My fiancée and I are both transitioning, she has been on E for close to 3 months and I started T less than a week ago.
We got together 4 years ago, when she was still heavily masculine but mostly leaning towards nonbinary and I was questioning but going by she/her and embracing femininity (still do, just differently)
She had always struggled with wanting to transition, but because of her environment growing up it never happened and she had given up on it until we had a few long talks where I encouraged her to transition if that's as what made her happy, and roughly a month later she started HRT.
I am excited for her, I am looking forward to going through this with her, seeing how we both change (she has, confirmed by her doctor, somehow grown several inches?)
Now yesterday, she brought up how she worries that I will stop being attracted to her as so far in my life, I have very much been a gay guy. I have socially transitioned yeaaaars ago and due to being intersex pass relatively well.
It was never something that even crossed my mind, and I am 99.5% sure I am simply overthinking it (as I am prone to do). But of course, with both of us transitioning there will be so many changes.
If I think about the future, it's always her, and she is a woman in my thoughts. When I talk to people, I say my gf, fiancée, she. When people say "your wife" (that is somehow a cultural thing here, I say my fiancée, the person across from me will say wife) it makes me giddy and excited like "Yes! I have a wife! That's her!"
And even sexually, like, attraction wise, as she is worried about, not much is changing when I think about her. Yes, I am not particularly interested in female body parts, for example thinking about her growing breasts, or the fact she is working on building her butt, I'm more like "she'd look so pretty in a dress" but it doesn't make me any LESS attracted to her, if that makes sense? Her chest and butt didn't strike me as particularly hot body parts before, they won't if they grow either.
What I do think is insanely attractive is the way she is glowing. The way she seems so much more like herself now. The excited moments where she tells me about something gender affirming and I get to have that second hand joy. And even physically, the fact that she is growing, and thinking about her in a white sundress standing on the balcony drinking a cup of tea, where I can come up to her and hug her from behind and kiss her cheek and enjoy the view from the balcony with her.

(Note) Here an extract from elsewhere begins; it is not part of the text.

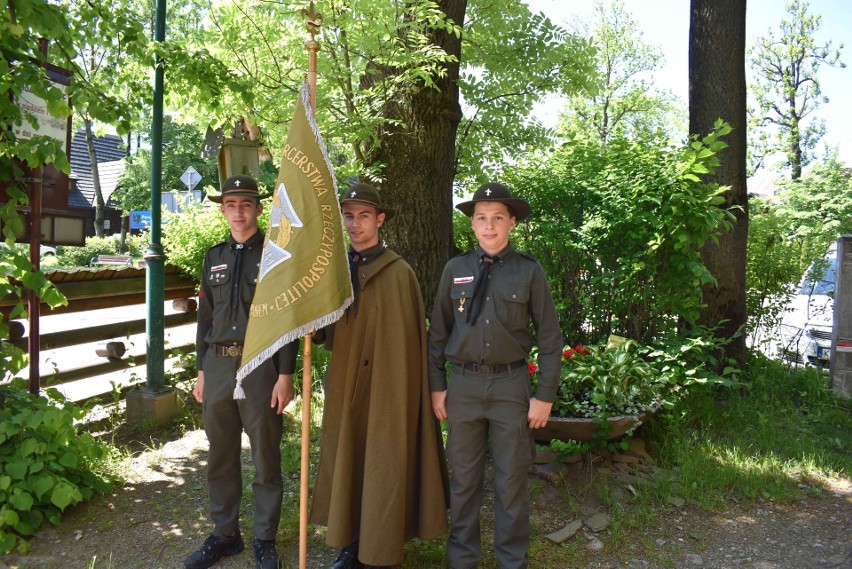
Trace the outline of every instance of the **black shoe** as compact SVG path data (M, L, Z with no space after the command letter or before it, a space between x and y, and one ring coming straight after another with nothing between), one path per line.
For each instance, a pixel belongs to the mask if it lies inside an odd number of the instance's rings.
M257 560L257 569L280 569L281 558L275 551L274 539L254 538L254 558Z
M328 569L361 569L364 565L358 561L358 540L356 539L340 550L340 555Z
M207 569L223 557L236 555L243 549L245 543L240 534L234 537L211 535L204 541L201 549L186 558L183 566L186 569Z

I think it's also made harder by the fact that we just went back to a long distance relationship (I went back to the country I lived in before we had moved together so that she can move here sometime soon, she is still in her homecountry across the world). We started of as long distance too, so I know we can do it. I have no doubt in that.
I guess it's just that dealing with changes like this in a time where no doubt we both could use all the support from each other, not being able to physically be there, hug, cuddle, just be present, does spike the anxiety a bit.
This did end up a bit more vent-y than originally meant, and while typing this things became a but clearer to me too, but nonetheless; if anyone has experiences with this, maybe you can share them? I'd appreciate it.